Os trilhos e a divisão de um bairro
Invariavelmente escrevo sobre o México, a parte da Barra Funda dita “de baixo”. Uma pequena extensão que abrange não mais que seis, sete ruas de assim e de assado. Da Avenida Rudge até o Viaduto Pacaembu e do Rio Tietê até a linha férrea – taí o México. Estes antigos trilhos impuseram uma divisão do bairro em duas partes e definiram, para sempre, a maneira de se viver e se relacionar na Barra Funda.
Em 1875 foi inaugurada a Estação Barra Funda da Estrada de Ferro Sorocabana, que servia para o transporte do café e como armazém, alavancando consideravelmente o número de moradores na região. Depois, em 1892 foi criada a São Paulo Railway, que passou a transportar passageiros a partir de 1920. Estava, a partir de então, dividida de fato a Barra Funda.
As convivências foram ficando restritas à legendária “porteira” – um grande portão de madeira no final da Rua Anhangüera que dava acesso além-trilhos. Na porteira fiscais da estação burocratizavam as passagens dos carroções de burro de dia, e à noite “negros arruaceiros”, então começando a se alocar no bairro, marcavam ponto ali. Aos poucos, as senhoras de cima deixaram de comprar o feijão no armazém da Rua do Bosque; os senhores de baixo deixaram de lacear o sapato na sapataria da Rua Brigadeiro Galvão e por aí vai, o que acabou contribuindo para o progresso geral.
A partir de então, tudo o que tinha do lado de lá tinha que ter do lado de cá; nasceram feiras livres, comércios e serviços de todos os tipos e cada vez mais confinados a seus respectivos lados da linha férrea, os moradores e comerciantes desenvolveram uma grande rivalidade dentro da Barra Funda.

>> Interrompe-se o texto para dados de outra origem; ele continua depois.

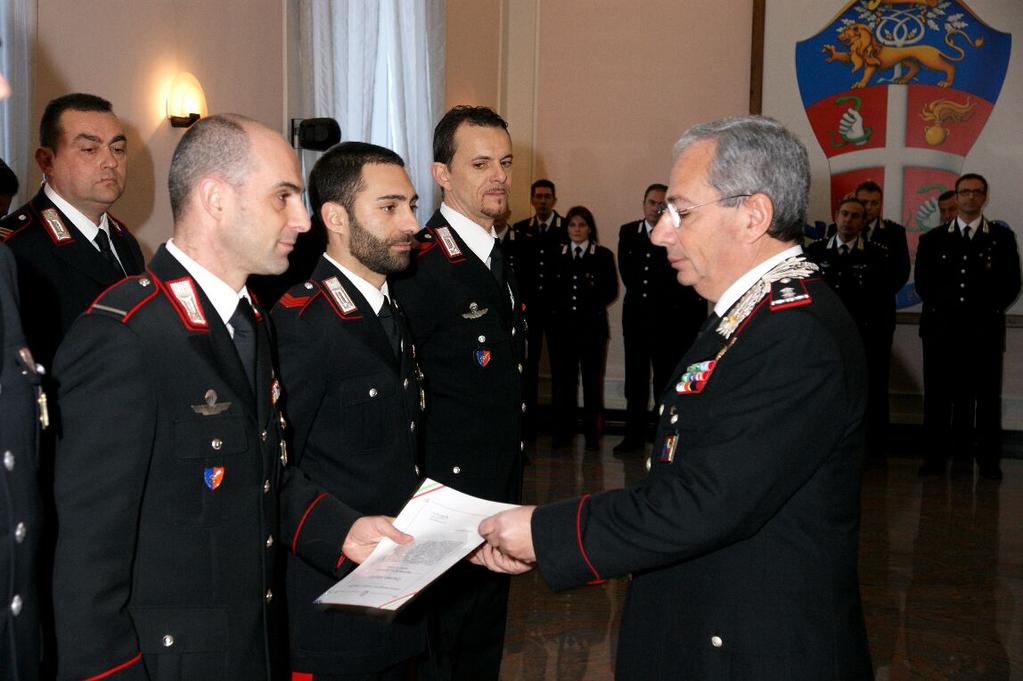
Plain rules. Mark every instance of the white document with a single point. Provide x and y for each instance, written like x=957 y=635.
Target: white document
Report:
x=444 y=524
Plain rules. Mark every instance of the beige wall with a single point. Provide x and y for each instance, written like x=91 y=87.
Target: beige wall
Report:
x=129 y=52
x=473 y=51
x=596 y=92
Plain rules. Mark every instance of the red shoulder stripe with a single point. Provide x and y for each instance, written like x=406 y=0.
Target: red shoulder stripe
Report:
x=115 y=670
x=288 y=301
x=596 y=576
x=298 y=530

A parte de baixo, situada na várzea do rio, se destacou no futebol - vários times fizeram história como o Carlos Gomes, o Grajaú, o XV de Novembro e o Anhangüera – e nos bailes populares. Já a parte de cima, mais encostada ao nobre bairro de Campos Elísios, embora também tivesse ótimos times, passou a ser um grande centro da arte na cidade. O Theatro São Pedro – que foi palco de artistas do porte de Grande Otello - é, até hoje, orgulho do bairro. Teve ainda o Circo Yolanda, os bailes de gala no Royal e tinha também, morando na Lopes de Oliveira, o brasileiro Mario de Andrade.
A rivalidade tomou conta do lugar, principalmente entre os jovens que jogavam futebol e dançavam nos bailes do bairro. Havia um tipo de conduta a ser seguido, um deles era a permissão, por escrito, para ir ao baile de algum clube ou para jogar em algum time pra lá da fronteira. A partir da década de 40, a Turma dos Cabeleira fiscalizava a porteira. Se passasse algum homem, sem autorização expressa de alguém da parte baixa, tomava congesta. Era bom tomar cuidado e ter um bom motivo pra atravessar os trilhos. Se o balão que soltavam caísse pro lado de lá, esquece. Ninguém ia buscar balão nenhum sob a pena de tomar um cacete; era o domínio do terrítório imposto, e os limites eram respeitados.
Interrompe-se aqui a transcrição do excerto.